Dressant le bilan de ces quinze années, Me Félix Credo Lilakako a estimé que le principal frein à l’application de la loi demeure l’absence des textes réglementaires prévus par le législateur.
« Environ 83 % des mesures d’application prévues par cette loi n’ont toujours pas été adoptées », a-t-il regretté, évoquant notamment les textes relatifs au changement climatique, à la biosécurité ainsi que plusieurs décrets et arrêtés encore attendus.

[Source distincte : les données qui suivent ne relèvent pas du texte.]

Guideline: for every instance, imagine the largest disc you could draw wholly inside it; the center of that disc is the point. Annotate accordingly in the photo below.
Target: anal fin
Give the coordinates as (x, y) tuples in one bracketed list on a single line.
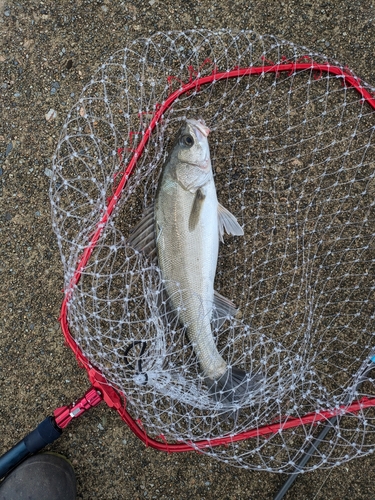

Au terme des travaux, les participants ont recommandé d’intensifier la vulgarisation de la loi et d’encourager le ministère de l’Environnement et Développement durable, en collaboration avec les ministères sectoriels, à mettre en place un cadre de travail chargé d’accélérer l’élaboration et l’adoption des textes d’application.
Les télécommunications parmi les secteurs les plus avancés

Intervenant au nom de l’administration des Postes, Télécommunications et Nouvelles Technologies de l’Information et de la Communication (PTNTIC), une experte a indiqué que les exigences de la loi-cadre sur l’environnement sont déjà intégrées dans le secteur des télécommunications.
Elle a expliqué que toute demande de licence pour le déploiement d’infrastructures est soumise à une étude d’impact environnemental, examinée par l’Autorité de régulation avant d’être transmise à l’Agence congolaise de l’environnement (ACE), seule habilitée à délivrer le certificat de conformité environnementale indispensable à l’octroi des licences. L’experte a toutefois reconnu que des efforts restent nécessaires, annonçant la création prochaine d’une direction spécialisée dans les questions environnementales afin d’assurer un meilleur suivi du déploiement des antennes, pylônes et autres infrastructures.
Les participants ont rappelé que la loi-cadre constitue le fondement de la politique environnementale de la RDC, mais que son efficacité restera limitée tant que les textes d’application ne seront pas adoptés. Ils ont également insisté sur le caractère transversal de la protection de l’environnement, qui implique une coordination accrue entre les ministères, les autorités de régulation, les experts et la société civile.
À travers cet atelier, JUREC entend contribuer au renforcement de la gouvernance environnementale en RDC et relancer le débat sur l’application effective des lois dans un contexte marqué par les défis du changement climatique, de l’exploitation des ressources naturelles et du développement des infrastructures.